Saturday, February 4, 2012

Take My Hand, Father

Far be it from me that I would ever denounce the Gospel of Jesus Christ, the substitutionary atonement whereby he was punished in my place for my sin and I'm set free. But when difficulties arise, I find myself questioning certain aspects of God's character, namely: faithfulness, goodness, knowledge, etc. I know God exists, His paths are beyond tracing out, and He has redeemed me from my old ways & has granted me new birth in Christ. But as a child feels sad when his dad doesn't buy him something he wants, so I, at times, don't think God is being the type of Father that He jolly should. I become concerned with many "why" and "why not" questions, and these bring shadows over the light of God's Word. They fracture my prayer life, where I become fatalistic and vacate private devotions because I allow circumstances to distort things and say to myself, "Things will just happen anyway and no prayer of mine could ever thwart the providence of God." Oh, how false these thoughts.
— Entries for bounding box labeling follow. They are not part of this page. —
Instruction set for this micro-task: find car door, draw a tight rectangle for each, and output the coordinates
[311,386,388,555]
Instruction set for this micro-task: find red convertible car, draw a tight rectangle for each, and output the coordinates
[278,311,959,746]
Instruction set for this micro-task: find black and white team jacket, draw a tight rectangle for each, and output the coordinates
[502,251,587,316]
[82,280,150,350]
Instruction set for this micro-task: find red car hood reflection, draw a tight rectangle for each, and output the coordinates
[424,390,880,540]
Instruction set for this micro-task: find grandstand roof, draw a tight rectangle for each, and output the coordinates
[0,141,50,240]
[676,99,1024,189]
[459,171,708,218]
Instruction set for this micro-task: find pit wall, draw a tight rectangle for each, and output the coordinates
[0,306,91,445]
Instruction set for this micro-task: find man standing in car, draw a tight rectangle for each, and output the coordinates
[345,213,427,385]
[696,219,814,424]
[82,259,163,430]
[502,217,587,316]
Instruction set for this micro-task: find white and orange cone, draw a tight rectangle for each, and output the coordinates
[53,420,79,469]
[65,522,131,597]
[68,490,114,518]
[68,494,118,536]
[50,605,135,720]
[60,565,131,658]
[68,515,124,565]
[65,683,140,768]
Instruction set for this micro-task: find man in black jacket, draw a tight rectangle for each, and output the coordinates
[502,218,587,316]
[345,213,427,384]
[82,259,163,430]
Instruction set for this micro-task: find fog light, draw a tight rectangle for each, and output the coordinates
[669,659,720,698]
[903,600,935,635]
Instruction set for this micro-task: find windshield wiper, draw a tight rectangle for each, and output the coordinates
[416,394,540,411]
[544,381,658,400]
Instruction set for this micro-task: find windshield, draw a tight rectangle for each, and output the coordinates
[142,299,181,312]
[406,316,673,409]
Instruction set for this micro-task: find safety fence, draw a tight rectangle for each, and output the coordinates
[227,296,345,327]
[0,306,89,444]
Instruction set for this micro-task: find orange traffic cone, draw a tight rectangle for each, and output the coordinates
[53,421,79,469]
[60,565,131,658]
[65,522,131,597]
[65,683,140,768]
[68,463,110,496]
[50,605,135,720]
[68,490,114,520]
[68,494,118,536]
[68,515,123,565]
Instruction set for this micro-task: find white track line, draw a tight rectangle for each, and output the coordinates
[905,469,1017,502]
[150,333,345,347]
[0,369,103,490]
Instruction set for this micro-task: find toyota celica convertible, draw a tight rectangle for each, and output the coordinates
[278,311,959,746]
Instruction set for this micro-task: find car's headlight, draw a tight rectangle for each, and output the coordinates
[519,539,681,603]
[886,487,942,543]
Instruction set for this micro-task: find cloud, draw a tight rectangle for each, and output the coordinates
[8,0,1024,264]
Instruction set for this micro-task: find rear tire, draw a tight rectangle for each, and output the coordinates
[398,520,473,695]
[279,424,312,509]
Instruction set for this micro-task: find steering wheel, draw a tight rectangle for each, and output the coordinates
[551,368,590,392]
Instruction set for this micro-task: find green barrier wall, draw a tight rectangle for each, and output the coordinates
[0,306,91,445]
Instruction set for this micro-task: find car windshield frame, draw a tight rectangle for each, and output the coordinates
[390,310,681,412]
It's one thing to have the knowledge of healthy doctrine; it's another thing for it to be a heart-felt proclamation. I could explain to someone all day about the Doctrines of Grace, but my heart could be cold as ice while doing it. I could give someone counsel concerning how they should seek God in the midst of rough terrain, while I myself know I need to swallow the exact same pill. What echoes ring out when my heart shouts words like this? This C.S. Lewis quote captures one essence: "God whispers to us in our pleasures, speaks to us in our conscience, but shouts in our pains: it is his megaphone to rouse a deaf world." The world is not all is should be. The universe is out of alignment. Something is terribly, terribly wrong in this current state. The other essence is my own sinfulness and selfish pursuit of autonomy from God. The ripple effect of the fall of Adam in Genesis 3 continues to reach our shores when we either audibly or tacitly say, "God, what you have set before me is not enough; I'll just try things my way, instead. I want to be Governor."

My soul grieves when God exposes my rebellious nature, especially when I travel beyond the confines of crying out my petitions to God. I have the right as an adopted son to ask God whatever I wish, yet my asking must always be respectful and never doubtful as to whether or not He will answer. And my asking, in recent weeks, hasn't been with pure motives; and, sometimes for a long duration, the very act of secret prayer has been almost absent. I've forgotten the promise of Philippians 4:6-7, that states when I pray and lift up requests with a thankful heart, the peace of God will guard my heart & mind in Christ Jesus.

Three exhortations have come to me from Scripture that I pray will keep me trusting in the fatherly hand of God.


  1. "Keep yourselves in the love of God, waiting for the mercy of our Lord Jesus Christ that leads to eternal life." - Jude 21. The unfailing, eternal, steadfast love of the Lord will never tarry.
  2. "Do not be anxious about anything, but in everything by prayer and supplication with thanksgiving let your requests be made known to God. And the peace of God, which surpasses all understanding, will keep your hearts and minds in Christ Jesus." - Philippians 4:6-7. I can approach the throne of grace anytime and receive comfort.
  3. "Little children, keep yourselves from idols." - 1 John 5:21. Whenever #1 and #2 aren't occurring, then somewhere along the way I've constructed one/more things that capture my satisfaction, security, and significance rather than God.
Help my unbelief, Father. Take my hand and guide me; for I wander like a sheep. Lead me in the way everlasting.

1 comment:

Susan said...

Love this! You need to listen to "There is a day" by phatfish. That day when Christ will come and make everything right that is wrong in the world. Thank you for your honesty.